It’s feast or famine!
  |  First Published: July 2008

Throughout June, southern bluefin tuna and albacore are still being exposed but it is proving to be either a feast or a famine.

A week before the Queens Birthday weekend, over 120 tuna were brought in, along with albacore up to 25kg. Over the long weekend itself it was as if somebody had turned the tap off! Only nine tuna and about 15 albacore were brought in.

The bluefin tuna run should run continue until at least mid-July, with good reports still coming in from west of Port MacDonnell and Beachport. Fishing throughout July depends largely on the weather conditions, as poor weather will restrict a lot of anglers travelling to Portland – not to mention the ever-increasing fuel prices. There have been reports of fish from 70-130m, but most of the tuna, albacore and dolphinfish have come from the 200-1000m mark and are travelling east along the Continental Shelf.

There has been no lack of baitfish and krill, with one working squid boat saying the water is alive with little squid at night. Most fishers coming back from the Shelf are in awe of the number of tuna seen jumping out of the water chasing these bait fish. Anglers have been trying every lure in their tackle box in an attempt to get these fish to load the reel, but most tuna and albacore are being caught on skirts, Killer Vibes and X-Rap bibbed lures. It is just a matter of changing lure patterns and colours to get the best results.

Charter operators in the area have been suffering the same inconsistency as the rest of us. Amongst the most successful have been Wayne of Sharkmen Charters and the new kid on the block, Phil Daffy of Game On Charters. Hopefully July will see a lot more tuna and albacore coming into the cleaning tables for those putting in the time and effort.

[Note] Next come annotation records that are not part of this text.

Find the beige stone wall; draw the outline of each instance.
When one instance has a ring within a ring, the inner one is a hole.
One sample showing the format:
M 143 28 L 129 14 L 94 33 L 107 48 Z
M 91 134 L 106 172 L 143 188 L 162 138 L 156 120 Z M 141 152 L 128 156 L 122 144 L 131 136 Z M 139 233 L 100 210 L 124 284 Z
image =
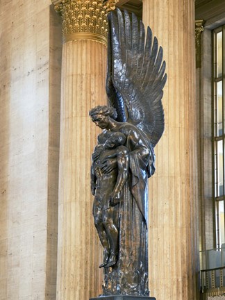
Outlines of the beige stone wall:
M 56 239 L 51 224 L 57 224 L 60 54 L 49 35 L 50 26 L 60 31 L 50 20 L 50 4 L 1 2 L 2 300 L 50 299 L 56 292 L 50 257 Z

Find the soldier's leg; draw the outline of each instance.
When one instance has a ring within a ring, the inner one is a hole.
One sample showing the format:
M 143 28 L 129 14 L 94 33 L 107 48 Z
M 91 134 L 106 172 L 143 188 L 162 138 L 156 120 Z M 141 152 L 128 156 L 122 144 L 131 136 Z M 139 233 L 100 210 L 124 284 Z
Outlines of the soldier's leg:
M 103 247 L 103 261 L 99 265 L 99 267 L 104 267 L 108 260 L 110 256 L 110 245 L 108 240 L 108 237 L 102 219 L 102 208 L 101 206 L 101 199 L 98 197 L 95 197 L 93 204 L 93 216 L 94 220 L 94 226 L 98 232 L 98 235 L 101 243 Z

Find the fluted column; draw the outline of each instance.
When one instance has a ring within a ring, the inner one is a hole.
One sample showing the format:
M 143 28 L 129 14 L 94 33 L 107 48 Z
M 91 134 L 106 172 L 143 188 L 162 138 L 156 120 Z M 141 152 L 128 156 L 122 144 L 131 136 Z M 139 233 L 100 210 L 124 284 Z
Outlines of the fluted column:
M 88 116 L 106 103 L 107 11 L 115 1 L 53 1 L 62 17 L 58 300 L 101 292 L 99 242 L 92 216 L 92 151 L 99 133 Z
M 197 299 L 197 119 L 194 0 L 143 0 L 164 51 L 165 131 L 150 178 L 149 285 L 158 299 Z

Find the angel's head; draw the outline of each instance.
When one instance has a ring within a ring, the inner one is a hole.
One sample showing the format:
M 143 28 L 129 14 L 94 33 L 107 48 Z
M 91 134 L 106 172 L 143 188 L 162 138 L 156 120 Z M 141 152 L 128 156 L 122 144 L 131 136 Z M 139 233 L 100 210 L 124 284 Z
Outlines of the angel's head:
M 116 110 L 106 106 L 96 106 L 89 112 L 92 120 L 101 129 L 106 129 L 110 123 L 110 118 L 116 119 L 117 114 Z

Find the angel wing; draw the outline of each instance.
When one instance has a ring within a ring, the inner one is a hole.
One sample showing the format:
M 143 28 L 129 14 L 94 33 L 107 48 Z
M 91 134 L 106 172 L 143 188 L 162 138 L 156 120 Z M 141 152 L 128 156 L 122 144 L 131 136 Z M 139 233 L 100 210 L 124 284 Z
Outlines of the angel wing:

While out tuna fishing some anglers have been taking a break and having a go at bottom bouncing. They have been coming in with good catches of blue eye trevalla and hapuka.

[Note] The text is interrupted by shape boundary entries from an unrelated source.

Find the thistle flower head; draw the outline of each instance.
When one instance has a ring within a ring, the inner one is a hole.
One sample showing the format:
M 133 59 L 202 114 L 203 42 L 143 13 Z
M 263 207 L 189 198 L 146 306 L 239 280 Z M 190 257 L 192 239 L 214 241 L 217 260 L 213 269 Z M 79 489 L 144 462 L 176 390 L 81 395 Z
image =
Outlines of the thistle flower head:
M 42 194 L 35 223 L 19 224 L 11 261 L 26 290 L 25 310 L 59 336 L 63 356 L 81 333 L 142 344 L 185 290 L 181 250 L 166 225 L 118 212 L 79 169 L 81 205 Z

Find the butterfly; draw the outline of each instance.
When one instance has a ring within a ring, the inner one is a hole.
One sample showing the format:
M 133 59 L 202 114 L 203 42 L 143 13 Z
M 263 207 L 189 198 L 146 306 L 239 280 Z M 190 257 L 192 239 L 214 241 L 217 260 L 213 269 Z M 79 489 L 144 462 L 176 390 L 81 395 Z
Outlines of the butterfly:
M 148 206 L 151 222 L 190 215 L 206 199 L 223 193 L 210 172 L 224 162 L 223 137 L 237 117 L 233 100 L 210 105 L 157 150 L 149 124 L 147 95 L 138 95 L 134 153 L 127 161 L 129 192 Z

Other fish species are mostly coming in from 50-100m of water either off Cape Bridgwater or Cape Nelson Lighthouse. Species caught have included snapper, gummy shark, morwong, queen morwong, coral perch, flathead and, in close, whiting and snook.

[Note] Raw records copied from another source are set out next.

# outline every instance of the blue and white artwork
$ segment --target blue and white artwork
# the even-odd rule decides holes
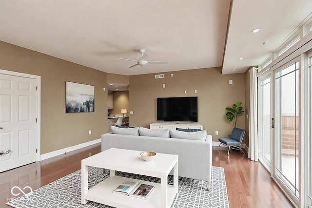
[[[94,112],[94,86],[66,82],[66,113]]]

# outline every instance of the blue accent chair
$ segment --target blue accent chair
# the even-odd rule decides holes
[[[229,147],[228,155],[230,153],[230,148],[234,150],[239,150],[245,154],[245,152],[240,147],[243,141],[244,135],[245,135],[245,130],[238,129],[238,128],[234,128],[232,130],[232,133],[231,134],[231,138],[220,138],[219,139],[219,141],[220,142],[219,151],[220,151],[220,145],[222,144]]]

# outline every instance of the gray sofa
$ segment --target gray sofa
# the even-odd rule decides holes
[[[136,129],[133,128],[129,130],[115,128],[118,127],[112,127],[116,130],[115,133],[110,132],[102,135],[102,151],[115,148],[177,154],[179,155],[179,176],[204,180],[206,182],[207,189],[210,189],[212,166],[212,136],[207,134],[206,131],[201,131],[205,132],[204,134],[205,136],[199,140],[196,140],[196,136],[193,135],[198,135],[199,132],[180,133],[178,132],[179,131],[169,129],[149,130],[142,128],[139,131],[137,127]],[[143,135],[139,135],[139,132]],[[165,132],[164,136],[162,133],[164,132]],[[202,135],[202,133],[200,132]],[[147,135],[158,136],[147,136]],[[170,135],[184,138],[168,138]],[[192,139],[186,139],[185,135]]]

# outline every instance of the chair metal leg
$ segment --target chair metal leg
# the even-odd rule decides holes
[[[244,154],[245,154],[245,152],[244,151],[243,151],[243,150],[242,150],[242,149],[241,148],[239,148],[239,150],[243,152],[243,153],[244,153]]]
[[[209,186],[209,182],[208,181],[206,182],[206,187],[207,188],[207,189],[208,191],[210,191],[210,186]]]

Over at the North Shore, gummy sharks and school sharks have been coming in from between the Surrey and Fitzroy rivers for those boaties after something different.

Land-based anglers fishing off North Shore have caught trevally, whiting and the odd snapper.

Fishing at the Lee Breakwater has been quiet, which is normal for this time of year. Only the odd snapper and whiting have been caught.

In and around the Harbour there have been catches of trevally, mullet and whiting, while black bream are coming from the canal.

If you’re thinking of heading down this way give the boys at Portland Bait & Tackle a call to get the latest on fishing techniques, locations and species. We are open 7 days a week from 7am to 7pm. Our number is 03 5523 5213.



During breaks in the tuna action, some anglers have been having a go at bottom fishing and coming up with great fish like this 8kg blue-eye trevalla.


This crew from Melbourne were happy with their catch of tuna. The tuna are still there, but on some days the fishing can be hit and miss.